We tip always Count on social media reaction to a celebrity event, but this time it was *cook kiss*.
Last week, Keke Palmer’s boyfriend Darius Jackson tweeted a sexist comment about a stunning outfit she wore to a recent concert where Usher serenaded her during his performance. We don’t have to go over the content of the first tweet and then the ignorant reduplication again, but it’s all here if you are curious.
And the Internet came to him immediately.
Jackson could have just been cool about what appeared to be a playful moment between two legends, and then later (much more privately) expressed his unease about it. Instead, he learned that speaking out about thoughts that turned out to be mother-shaming is a great way to get dragged across multiple social media platforms.

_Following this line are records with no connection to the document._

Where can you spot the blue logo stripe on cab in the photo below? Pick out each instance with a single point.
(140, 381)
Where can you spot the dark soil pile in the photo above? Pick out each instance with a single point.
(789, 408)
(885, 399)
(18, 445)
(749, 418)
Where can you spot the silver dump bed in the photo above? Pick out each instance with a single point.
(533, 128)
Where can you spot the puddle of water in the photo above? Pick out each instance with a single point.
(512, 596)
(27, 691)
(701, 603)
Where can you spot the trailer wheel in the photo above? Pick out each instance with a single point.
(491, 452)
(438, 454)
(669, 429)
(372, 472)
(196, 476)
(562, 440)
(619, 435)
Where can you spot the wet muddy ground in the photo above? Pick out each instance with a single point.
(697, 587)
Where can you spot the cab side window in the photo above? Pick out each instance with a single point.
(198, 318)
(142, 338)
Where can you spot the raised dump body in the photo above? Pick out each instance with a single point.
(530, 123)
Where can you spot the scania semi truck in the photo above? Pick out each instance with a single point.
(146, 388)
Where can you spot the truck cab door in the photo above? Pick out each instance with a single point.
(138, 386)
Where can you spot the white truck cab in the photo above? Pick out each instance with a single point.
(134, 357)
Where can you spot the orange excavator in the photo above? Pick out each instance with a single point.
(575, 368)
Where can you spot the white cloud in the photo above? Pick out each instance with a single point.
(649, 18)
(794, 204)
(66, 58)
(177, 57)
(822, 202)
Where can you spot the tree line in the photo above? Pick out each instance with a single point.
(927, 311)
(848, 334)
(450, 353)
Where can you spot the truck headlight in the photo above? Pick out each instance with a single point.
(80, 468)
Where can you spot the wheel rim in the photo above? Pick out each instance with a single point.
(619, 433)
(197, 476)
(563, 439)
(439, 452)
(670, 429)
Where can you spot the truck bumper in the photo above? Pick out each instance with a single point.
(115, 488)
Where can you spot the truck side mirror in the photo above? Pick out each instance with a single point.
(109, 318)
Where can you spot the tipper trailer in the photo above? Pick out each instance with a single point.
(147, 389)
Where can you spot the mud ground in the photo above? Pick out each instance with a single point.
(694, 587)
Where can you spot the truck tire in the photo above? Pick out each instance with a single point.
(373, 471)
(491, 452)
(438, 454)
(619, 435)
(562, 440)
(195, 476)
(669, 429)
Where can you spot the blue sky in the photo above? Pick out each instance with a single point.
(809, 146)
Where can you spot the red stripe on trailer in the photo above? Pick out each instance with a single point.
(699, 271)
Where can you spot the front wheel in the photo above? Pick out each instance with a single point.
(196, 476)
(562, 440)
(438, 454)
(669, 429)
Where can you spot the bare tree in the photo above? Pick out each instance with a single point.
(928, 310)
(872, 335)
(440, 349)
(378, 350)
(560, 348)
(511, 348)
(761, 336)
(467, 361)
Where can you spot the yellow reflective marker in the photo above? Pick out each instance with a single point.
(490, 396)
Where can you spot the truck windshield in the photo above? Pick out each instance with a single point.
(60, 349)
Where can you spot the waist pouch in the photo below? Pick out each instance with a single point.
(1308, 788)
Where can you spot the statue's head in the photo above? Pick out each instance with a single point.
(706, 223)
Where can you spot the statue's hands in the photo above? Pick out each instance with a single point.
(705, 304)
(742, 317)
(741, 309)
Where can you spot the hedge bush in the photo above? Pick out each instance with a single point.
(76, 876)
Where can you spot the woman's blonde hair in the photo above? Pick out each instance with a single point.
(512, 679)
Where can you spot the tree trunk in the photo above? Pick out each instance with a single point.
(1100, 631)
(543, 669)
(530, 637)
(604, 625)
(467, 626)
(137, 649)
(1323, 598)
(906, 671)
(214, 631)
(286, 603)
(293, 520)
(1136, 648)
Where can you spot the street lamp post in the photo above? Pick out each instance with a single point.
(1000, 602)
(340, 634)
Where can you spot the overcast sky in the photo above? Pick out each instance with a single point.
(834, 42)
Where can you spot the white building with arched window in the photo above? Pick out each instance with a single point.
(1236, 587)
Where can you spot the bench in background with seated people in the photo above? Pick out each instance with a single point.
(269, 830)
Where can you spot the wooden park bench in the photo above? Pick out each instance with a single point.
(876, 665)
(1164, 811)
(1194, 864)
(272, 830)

Palmer’s fans made it clear that we’re not here in 2023 for that behavior — especially not from a romantic partner. The backlash was enough to get everyone to deactivate their account, which Jackson did apparently done. Look, you’re not going to take anyone out of the sorority in public — let alone self-made actress, singer, TV personality and mom Keke Palmer — and hear how you screwed us up.
We’re furious about what Jackson said, but whatever happens in their relationship is their business. However, his comments reflect two widespread injustices that we need to address: surveillance of black women’s bodies and mother-shaming.
His comment “You’re a mom” is rooted in outdated gender norms that shape how we think about black women and our bodies. Unless we are subjected to an unattainable level of respectability, we are treated as mothers, seen as undesirable, and reduced to identities shaped by child bearing and raising. These arguments carry no weight in modern relationships and urgently need to be dismissed. It is time for society to catch up and realize that our bodies and identities cannot and will not be monitored.
And mom-shaming (a term usually used to emphasize the harsh judgment of mothers in their parenting decisions) is reflected here in the belief that after the birth of a child, you should cover your entire body and behave in public a chaste zombie must behave. Since becoming a mother, I have made an active choice to continue being who I was and to embrace who I am becoming.
But maintaining your confidence isn’t easy. Sometimes I waver between worrying about being too matronly and too provocative. But I have come to realize that these worries stem from external patriarchal pressures to conform and give up my authentic self. Over time I have learned that I have the right to reject this pressure and accept myself as I am.
I also have the right to choose how I use, present and experience my body. Dressing in a way that some might describe as immodest is a way for me to feel pleasure. This right does not disappear because I am a mother. This may upset some people, but that’s neither my problem nor Palmer’s. As a hard working woman, she deserved all the joy this moment brought. As journalist Ernest Owens wisely tweeted: “Men never have theirs Weaponized fatherhood when it’s fun compared to moms.”
When it comes to men preserving black motherhood, Palmer said wisely pointed out In an independent conversation with Vice President Kamala Harris, I suggest they start tweeting about the black maternal mortality rate, because that’s something to get really excited about.